1. 方案介绍
在 AWS 云原生环境下,各项服务都为用户提供了直观的控制台、以及灵活的 API 接口,以创建对应的监控告警,这对于需要整合监控告警到自身平台的用户非常友好。但由于默认没有一键批量开启某项服务告警的入口,这给希望开箱即用的用户带来了一定的配置成本,常见的场景为:
- 在默认情况下,AWS 有为众多服务的实例配置 CloudWatch 监控图表,但并无配置告警,客户也不能为这些实例的某项指标一键配置告警;
- 逐一为单个实例配置告警后,如果实例被删除,对应配置的告警是不会被级联删除的;
- 新增实例时,也需要为该实例重新配置告警,这在 AutoScaling 等一些场景下,并不能依赖手动创建。
因此本方案旨在实现「自动创建告警」与「定制化告警信息」,为企业提供便利,将 AWS 云原生的 CloudWatch 告警引流至企业内部告警平台,而实现了以下功能:
- 为某项服务的所有集群 / 实例指标统一配置告警。例如为 EC2 配置持续5分钟 CPU 利用率超过90%的告警等,只要求该服务的实例支持CloudWatch监控;
- 对告警信息进行定制化,如中文显示、增加紧急程度信息等,并支持推送到企业内部告警平台、即时通信工具(如国内的钉钉、国外的Slack或Chime)、邮件、短信、电话等;
- 获取问题实例的相关属性,例如Tag标签分组等,方便企业对不同资源产生的告警进行紧急程度的区分
- 创建该服务的实例时,自动创建对应的告警;
- 删除该服务的实例时,自动级联删除对应的告警配置;
- 如现在已经为该服务的某个实例配置了对应的告警,此方案会将该实例加入白名单,不额外配置告警,也不会覆盖现有的告警设置,达到良好的补充效果;
- 笔者对EBS、RDS、ALB、NLB、ElastiCache、ElasticSearch、EMR等一些AWS主要服务,创建了自动创建告警的Lambda代码模板;
- 现已支持使用AWS CLI、AWS 控制台两种部署方式,并对告警指标名称等灵活度较高的变量进行了统一收敛。
2. 实现效果
3. 方案整体架构
4. 实现思路
- 创建 / 删除 支持CloudWatch云监控的AWS托管服务资源;
- 通过CloudWatch的定时任务规则,自动调用Lambda 1获取所有的对应资源列表、已创建CloudWatch监控的资源列表,并进行比对,实现自动创建、级联删除CloudWatch监控告警的功能;
- CloudWatch告警被触发后,会将通知发送给SNS 1,传递通知到Lambda 2进行告警信息定制化,完成后经由SNS 2发送给相关团队的成员 / 对接企业内部监控告警平台。
部署方案分为2部分:
- 定制化告警信息
- SNS 1 → Lambda 2 → SNS 2,采取从后往前的部署步骤
- 自动创建监控告警
- CloudWatch定时任务 → Lambda 1 → CloudWatch alarm,先部署Lambda 1,再设置CloudWatch定时任务
本文以RDS的告警指标Database Connections为例,进行部署指引。

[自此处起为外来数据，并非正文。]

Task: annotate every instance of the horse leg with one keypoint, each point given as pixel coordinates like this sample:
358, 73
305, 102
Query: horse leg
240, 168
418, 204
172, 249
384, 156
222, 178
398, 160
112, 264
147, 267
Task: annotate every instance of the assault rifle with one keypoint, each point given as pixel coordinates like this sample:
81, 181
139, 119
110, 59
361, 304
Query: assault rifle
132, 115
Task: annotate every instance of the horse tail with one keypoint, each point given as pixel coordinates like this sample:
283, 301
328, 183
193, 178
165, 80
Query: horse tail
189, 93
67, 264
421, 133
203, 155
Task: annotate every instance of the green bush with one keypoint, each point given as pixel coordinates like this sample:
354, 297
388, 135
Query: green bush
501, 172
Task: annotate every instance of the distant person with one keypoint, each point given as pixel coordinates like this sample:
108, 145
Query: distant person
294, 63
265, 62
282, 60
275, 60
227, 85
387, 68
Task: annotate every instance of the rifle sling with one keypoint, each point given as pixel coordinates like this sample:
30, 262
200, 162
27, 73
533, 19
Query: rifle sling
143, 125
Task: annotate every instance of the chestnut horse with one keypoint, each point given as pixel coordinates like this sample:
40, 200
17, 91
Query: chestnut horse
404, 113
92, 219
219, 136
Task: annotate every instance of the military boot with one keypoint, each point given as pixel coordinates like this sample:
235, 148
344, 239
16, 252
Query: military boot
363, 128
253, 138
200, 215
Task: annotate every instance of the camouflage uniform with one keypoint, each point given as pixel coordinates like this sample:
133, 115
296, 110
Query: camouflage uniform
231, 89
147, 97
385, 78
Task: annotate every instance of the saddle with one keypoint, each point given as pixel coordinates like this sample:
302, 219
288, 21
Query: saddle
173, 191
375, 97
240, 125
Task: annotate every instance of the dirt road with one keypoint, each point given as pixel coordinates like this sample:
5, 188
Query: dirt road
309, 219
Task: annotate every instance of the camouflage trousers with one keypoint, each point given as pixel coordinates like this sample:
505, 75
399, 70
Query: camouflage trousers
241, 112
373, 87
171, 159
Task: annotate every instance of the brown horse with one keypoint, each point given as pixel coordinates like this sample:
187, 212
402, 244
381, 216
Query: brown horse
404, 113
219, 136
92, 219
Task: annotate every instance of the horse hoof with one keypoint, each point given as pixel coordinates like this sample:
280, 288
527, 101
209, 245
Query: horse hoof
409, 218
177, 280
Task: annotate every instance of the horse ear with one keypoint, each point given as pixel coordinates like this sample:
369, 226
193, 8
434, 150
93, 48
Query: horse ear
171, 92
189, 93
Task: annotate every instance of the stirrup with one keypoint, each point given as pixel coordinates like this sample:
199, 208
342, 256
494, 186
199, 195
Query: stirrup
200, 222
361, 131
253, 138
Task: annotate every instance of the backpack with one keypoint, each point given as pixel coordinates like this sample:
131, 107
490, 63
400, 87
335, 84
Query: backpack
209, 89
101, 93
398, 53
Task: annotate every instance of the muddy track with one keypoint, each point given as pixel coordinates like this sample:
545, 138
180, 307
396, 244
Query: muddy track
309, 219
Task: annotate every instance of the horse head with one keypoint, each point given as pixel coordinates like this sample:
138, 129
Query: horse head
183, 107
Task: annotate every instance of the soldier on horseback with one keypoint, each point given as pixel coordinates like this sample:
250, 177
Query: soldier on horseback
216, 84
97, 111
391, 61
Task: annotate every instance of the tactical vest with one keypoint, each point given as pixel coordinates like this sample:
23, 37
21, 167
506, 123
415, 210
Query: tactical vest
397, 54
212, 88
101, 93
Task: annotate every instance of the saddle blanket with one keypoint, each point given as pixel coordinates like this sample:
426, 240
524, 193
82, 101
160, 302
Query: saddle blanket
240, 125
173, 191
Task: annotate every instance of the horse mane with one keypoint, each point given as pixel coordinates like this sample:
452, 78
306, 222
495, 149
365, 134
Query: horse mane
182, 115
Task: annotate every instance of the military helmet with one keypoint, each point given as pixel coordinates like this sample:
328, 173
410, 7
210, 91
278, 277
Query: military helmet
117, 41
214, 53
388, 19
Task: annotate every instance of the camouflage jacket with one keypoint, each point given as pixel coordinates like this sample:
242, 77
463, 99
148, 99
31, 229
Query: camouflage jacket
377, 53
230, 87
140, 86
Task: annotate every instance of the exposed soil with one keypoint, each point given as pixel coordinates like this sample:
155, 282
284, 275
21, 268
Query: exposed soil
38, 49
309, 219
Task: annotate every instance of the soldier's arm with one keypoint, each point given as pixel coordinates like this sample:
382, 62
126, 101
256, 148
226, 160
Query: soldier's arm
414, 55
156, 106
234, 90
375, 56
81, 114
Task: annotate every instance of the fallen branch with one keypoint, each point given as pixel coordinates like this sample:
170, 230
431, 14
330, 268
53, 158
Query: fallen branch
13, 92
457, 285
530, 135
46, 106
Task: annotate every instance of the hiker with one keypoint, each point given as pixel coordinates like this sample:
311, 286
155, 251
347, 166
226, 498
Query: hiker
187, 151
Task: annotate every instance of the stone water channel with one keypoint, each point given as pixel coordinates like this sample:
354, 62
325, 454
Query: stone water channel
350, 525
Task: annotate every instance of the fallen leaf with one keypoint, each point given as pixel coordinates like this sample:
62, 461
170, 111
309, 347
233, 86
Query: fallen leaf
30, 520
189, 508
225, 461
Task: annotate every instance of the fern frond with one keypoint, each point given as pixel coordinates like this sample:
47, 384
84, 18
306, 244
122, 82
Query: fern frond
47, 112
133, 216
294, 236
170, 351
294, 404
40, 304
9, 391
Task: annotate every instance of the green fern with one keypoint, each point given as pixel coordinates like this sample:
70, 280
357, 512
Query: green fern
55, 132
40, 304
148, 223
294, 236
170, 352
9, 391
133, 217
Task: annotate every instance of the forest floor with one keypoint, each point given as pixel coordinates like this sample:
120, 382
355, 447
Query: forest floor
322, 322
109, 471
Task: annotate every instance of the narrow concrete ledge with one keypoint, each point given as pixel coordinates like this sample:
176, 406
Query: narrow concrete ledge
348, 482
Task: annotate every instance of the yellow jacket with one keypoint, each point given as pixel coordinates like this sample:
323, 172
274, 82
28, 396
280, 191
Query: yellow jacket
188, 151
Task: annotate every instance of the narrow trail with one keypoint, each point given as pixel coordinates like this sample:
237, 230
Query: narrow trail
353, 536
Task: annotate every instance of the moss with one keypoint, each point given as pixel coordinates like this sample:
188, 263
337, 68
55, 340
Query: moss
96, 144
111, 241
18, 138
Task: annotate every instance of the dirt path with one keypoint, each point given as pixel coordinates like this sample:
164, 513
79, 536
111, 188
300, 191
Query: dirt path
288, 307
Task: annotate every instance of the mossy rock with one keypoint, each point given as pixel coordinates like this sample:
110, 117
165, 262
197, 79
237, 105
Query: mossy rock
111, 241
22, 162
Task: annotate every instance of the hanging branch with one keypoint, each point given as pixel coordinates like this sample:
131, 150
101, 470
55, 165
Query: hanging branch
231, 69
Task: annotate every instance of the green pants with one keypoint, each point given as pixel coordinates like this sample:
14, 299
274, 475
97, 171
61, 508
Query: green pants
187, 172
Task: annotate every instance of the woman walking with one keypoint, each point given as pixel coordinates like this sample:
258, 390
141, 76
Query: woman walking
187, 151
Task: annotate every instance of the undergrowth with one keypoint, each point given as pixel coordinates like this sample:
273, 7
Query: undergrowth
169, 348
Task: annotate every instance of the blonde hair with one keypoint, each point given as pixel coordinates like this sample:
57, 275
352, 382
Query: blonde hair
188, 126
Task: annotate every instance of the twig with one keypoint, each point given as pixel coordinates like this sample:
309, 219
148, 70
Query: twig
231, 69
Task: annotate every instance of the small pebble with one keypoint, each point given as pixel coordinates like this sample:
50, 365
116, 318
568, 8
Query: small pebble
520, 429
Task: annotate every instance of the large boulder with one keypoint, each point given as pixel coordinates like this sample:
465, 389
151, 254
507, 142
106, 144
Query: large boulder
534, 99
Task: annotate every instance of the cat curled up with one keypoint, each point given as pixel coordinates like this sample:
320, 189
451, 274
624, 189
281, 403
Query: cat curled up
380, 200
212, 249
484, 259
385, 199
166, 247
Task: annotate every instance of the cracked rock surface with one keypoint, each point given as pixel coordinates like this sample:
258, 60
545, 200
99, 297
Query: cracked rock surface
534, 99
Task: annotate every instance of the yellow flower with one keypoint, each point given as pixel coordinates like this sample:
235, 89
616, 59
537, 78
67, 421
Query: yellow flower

另考虑到各位云上开发者可能会使用Windows、Mac等不同平台的终端,因此此方案选择了AWS控制台 / AWS CLI命令行、以及Powershell脚本的方式,尽可能地做到终端平台的无关性。
建议各位读者可先参阅本文下述的部署指引,使用 AWS 控制台 的方式进行第一次部署;而后如需同样地为其它AWS服务一键批量开启CloudWatch告警,可参照《Auto Create Customized CloudWatch Alarms – AWS CLI部署方式》,极大地缩短部署所需时间。
5. 部署指引
5.1 创建定制化告警信息推送端 – SNS 2
SNS 2用于将定制化的告警通知发生给相关的团队。
创建SNS主题<To-DBA_team>,选择SNS standard。
订阅SNS主题通知,支持发送Email,或者是通过webHook API机制,发送到HTTP(S) Endpoint。
建议可配置个人邮箱,以确认定制化告警信息的最终实际效果。
5.2 创建定制化告警信息处理脚本 – Lambda 2
Lambda 2用于针对自动创建监控的告警信息 进行定制化。
5.2.1 创建执行Lambda的IAM角色
创建IAM角色,可以直接根据下图进行选择:使用案例 – Lambda。
5.2.2 Attach权限策略:
- Describe / Create / Drop CloudWatch alarms:
arn:aws:iam::aws:policy/CloudWatchFullAccess
arn:aws:iam::aws:policy/service-role/AWSLambdaRole
arn:aws:iam::aws:policy/AmazonSNSFullAccess
arn:aws:iam::aws:policy/AWSLambdaExecute
- Describe / Alter RDS Attributes, Add Tags to RDS:
arn:aws:iam::aws:policy/aws-service-role/AWSApplicationAutoscalingRDSClusterPolicy
角色名称:lambdaExecRole-autoCreateCxCwAlarms_RDS
角色描述:Lambda execution role for Auto create customized CloudWatch alarms for RDS.
5.2.3 创建Lambda layer
安装PyTZ library,用于本地化时区。
anqdian@3c22fb7680e6 autoCreateCxCw % mkdir python
anqdian@3c22fb7680e6 autoCreateCxCw % ls
python
anqdian@3c22fb7680e6 autoCreateCxCw % /usr/bin/pip3 install -t ./python pytz
Collecting pytz
Using cached pytz-2021.1-py2.py3-none-any.whl (510 kB)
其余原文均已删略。